Batch import does not import full dataframe

Description

Hello all,

I am using python (v4) and want to upload a dataframe storing 5000 rows to a collection in my weaviate db (free trial). I don’t get any errors when doing so. But when I run this code to count the uploaded objects I only get 3716 objects:


collection = client.collections.get("CongressionalRecord_Test")
response = collection.aggregate.over_all(total_count=True)

print(response.total_count)

This is my code to upload my df:

year = 'test'

df = pd.read_excel('speeches_comp_' + year + '.xlsx')

person = df.iloc[:,0]
speeches = df.iloc[:,1]
files = df.iloc[:,2]
keywords = df.iloc[:,3]

client.collections.create(
    "CongressionalRecord_Test",
    vectorizer_config=wvc.config.Configure.Vectorizer.text2vec_openai(),
    properties=[
        Property(name="speech", data_type=DataType.TEXT),
        Property(name="file", data_type=DataType.TEXT),
        Property(name="person", data_type=DataType.TEXT),
        Property(name="keywords", data_type=DataType.TEXT),
    ]
)


collection = client.collections.get("CongressionalRecord_Test")

with collection.batch.dynamic() as batch:
    for i, (speech_name, file_name, person_name, keywords_name) in enumerate(zip(speeches, files, person, keywords)):
        print(i)
        properties = {
            "speech": speech_name,
            "file": file_name,
            "person": person_name,
            "keywords": keywords_name
        }
        batch.add_object(properties=properties,)

Am I doing something wrong?
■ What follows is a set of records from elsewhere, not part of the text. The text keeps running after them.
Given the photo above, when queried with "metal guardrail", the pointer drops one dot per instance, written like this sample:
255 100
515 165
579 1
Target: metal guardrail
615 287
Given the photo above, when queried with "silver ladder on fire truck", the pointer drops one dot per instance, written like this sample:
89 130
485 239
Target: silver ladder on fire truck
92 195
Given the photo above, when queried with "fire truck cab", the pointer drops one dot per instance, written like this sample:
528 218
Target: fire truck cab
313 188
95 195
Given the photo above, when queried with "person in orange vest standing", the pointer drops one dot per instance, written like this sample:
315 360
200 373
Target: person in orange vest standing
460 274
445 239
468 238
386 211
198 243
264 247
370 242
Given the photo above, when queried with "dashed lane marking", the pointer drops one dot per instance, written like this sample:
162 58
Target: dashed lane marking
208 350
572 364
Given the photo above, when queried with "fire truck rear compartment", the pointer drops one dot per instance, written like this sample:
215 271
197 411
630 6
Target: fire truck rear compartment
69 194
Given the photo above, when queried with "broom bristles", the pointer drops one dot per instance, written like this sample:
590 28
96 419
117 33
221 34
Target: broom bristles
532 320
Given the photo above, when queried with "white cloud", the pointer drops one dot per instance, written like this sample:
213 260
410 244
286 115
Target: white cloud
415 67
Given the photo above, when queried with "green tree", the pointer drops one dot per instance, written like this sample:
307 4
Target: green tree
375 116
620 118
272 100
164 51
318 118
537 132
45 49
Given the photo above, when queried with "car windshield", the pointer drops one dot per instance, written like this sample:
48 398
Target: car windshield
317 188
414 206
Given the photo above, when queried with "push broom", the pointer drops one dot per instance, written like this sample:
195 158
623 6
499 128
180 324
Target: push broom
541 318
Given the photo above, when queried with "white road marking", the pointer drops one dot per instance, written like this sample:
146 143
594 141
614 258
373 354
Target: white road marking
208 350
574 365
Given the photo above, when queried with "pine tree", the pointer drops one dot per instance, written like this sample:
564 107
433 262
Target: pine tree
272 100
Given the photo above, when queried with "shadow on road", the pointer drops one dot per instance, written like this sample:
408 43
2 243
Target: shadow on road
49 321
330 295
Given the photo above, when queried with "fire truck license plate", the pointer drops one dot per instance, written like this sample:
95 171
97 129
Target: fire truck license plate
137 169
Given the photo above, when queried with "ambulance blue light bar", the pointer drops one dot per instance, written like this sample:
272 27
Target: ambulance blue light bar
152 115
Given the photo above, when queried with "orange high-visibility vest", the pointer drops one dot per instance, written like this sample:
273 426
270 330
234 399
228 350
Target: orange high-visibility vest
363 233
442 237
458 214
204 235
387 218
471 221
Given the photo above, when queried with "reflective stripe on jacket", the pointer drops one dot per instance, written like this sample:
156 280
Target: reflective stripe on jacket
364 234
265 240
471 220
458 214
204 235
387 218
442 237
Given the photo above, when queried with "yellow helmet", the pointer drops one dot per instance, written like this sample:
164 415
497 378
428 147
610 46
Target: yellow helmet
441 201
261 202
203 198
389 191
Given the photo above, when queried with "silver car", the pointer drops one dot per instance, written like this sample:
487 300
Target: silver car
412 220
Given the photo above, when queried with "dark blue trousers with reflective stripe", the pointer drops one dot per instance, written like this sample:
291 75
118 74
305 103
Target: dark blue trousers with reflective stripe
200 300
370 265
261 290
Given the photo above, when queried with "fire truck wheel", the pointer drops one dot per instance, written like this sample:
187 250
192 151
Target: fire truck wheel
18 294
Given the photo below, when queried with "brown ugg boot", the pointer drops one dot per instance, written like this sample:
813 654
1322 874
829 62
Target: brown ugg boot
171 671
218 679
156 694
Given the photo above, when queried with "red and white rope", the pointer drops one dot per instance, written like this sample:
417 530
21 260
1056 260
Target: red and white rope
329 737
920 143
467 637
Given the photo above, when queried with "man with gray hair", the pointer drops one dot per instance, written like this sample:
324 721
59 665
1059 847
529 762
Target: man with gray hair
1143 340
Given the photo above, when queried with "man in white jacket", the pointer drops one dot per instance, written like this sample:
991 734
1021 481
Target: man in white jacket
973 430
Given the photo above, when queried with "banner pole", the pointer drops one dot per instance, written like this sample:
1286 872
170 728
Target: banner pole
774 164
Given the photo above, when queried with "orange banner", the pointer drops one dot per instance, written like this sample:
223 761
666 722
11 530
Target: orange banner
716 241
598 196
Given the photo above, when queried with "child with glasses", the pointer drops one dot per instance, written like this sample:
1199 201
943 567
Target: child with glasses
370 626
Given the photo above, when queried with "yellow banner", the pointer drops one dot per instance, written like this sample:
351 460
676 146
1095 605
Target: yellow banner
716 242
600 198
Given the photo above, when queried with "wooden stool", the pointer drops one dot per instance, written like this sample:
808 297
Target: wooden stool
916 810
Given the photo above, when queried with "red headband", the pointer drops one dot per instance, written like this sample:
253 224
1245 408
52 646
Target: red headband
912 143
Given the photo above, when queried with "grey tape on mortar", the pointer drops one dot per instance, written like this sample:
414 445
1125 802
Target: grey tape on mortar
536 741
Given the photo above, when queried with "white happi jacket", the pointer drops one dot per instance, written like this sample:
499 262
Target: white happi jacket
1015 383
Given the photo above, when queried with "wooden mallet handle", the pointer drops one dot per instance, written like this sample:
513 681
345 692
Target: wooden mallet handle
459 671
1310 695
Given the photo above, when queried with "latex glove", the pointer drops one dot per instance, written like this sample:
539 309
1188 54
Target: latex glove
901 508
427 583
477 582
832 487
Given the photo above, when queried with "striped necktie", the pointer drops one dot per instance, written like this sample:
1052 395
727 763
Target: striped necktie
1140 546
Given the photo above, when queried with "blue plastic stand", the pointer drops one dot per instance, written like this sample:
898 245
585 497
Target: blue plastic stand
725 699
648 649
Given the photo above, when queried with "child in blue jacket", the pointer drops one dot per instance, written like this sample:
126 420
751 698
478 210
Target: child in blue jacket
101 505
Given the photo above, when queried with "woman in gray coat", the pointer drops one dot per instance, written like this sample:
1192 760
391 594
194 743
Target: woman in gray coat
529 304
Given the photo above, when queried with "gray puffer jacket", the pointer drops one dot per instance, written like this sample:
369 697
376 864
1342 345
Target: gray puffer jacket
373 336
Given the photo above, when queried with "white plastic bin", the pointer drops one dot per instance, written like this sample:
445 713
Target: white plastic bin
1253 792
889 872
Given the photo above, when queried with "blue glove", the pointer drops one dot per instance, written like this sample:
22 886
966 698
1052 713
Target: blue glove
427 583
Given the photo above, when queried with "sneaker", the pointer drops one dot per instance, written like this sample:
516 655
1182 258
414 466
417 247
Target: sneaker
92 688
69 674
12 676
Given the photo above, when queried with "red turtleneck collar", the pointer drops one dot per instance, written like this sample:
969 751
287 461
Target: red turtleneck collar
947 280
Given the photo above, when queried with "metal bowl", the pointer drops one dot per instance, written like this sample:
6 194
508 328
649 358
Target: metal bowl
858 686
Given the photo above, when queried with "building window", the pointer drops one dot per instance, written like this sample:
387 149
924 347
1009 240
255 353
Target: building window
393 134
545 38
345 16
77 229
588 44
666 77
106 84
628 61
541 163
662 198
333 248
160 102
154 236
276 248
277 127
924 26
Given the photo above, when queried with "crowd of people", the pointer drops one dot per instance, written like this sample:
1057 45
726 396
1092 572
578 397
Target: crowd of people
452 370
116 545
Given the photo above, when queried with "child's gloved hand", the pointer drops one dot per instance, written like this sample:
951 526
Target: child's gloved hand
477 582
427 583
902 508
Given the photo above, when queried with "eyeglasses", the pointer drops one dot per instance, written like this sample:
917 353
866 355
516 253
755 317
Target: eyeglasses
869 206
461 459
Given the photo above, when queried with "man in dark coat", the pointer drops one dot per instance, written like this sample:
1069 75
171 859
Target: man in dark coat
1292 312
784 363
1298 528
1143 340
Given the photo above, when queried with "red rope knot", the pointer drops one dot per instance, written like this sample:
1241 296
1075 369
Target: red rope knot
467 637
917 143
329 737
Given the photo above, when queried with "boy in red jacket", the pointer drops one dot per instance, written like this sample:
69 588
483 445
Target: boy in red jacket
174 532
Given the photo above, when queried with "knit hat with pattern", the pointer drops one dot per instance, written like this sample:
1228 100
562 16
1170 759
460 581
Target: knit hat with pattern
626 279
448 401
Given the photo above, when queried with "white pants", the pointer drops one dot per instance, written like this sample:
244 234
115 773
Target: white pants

Why isn’t the full df uploaded?

Thanks in advance and kind regards

Hi @mfieldhouse !

Welcome to our community :hugs:

You will need to do some error handling in order to identify those errors.

Here is how:

import weaviate
import weaviate.classes as wvc

client = weaviate.connect_to_local()

try:
    # ===== First batch import block =====
    with client.batch.rate_limit(requests_per_minute=600) as batch:  # or <collection>.batch.rate_limit()
        pass  # Batch import objects/references
    failed_objs_a = client.batch.failed_objects  # Get failed objects from the first batch import
    failed_refs_a = client.batch.failed_references  # Get failed references from the first batch import

finally:
    client.close()

Also, check Weaviate logs for some errors.

Let me know if this helps :slight_smile: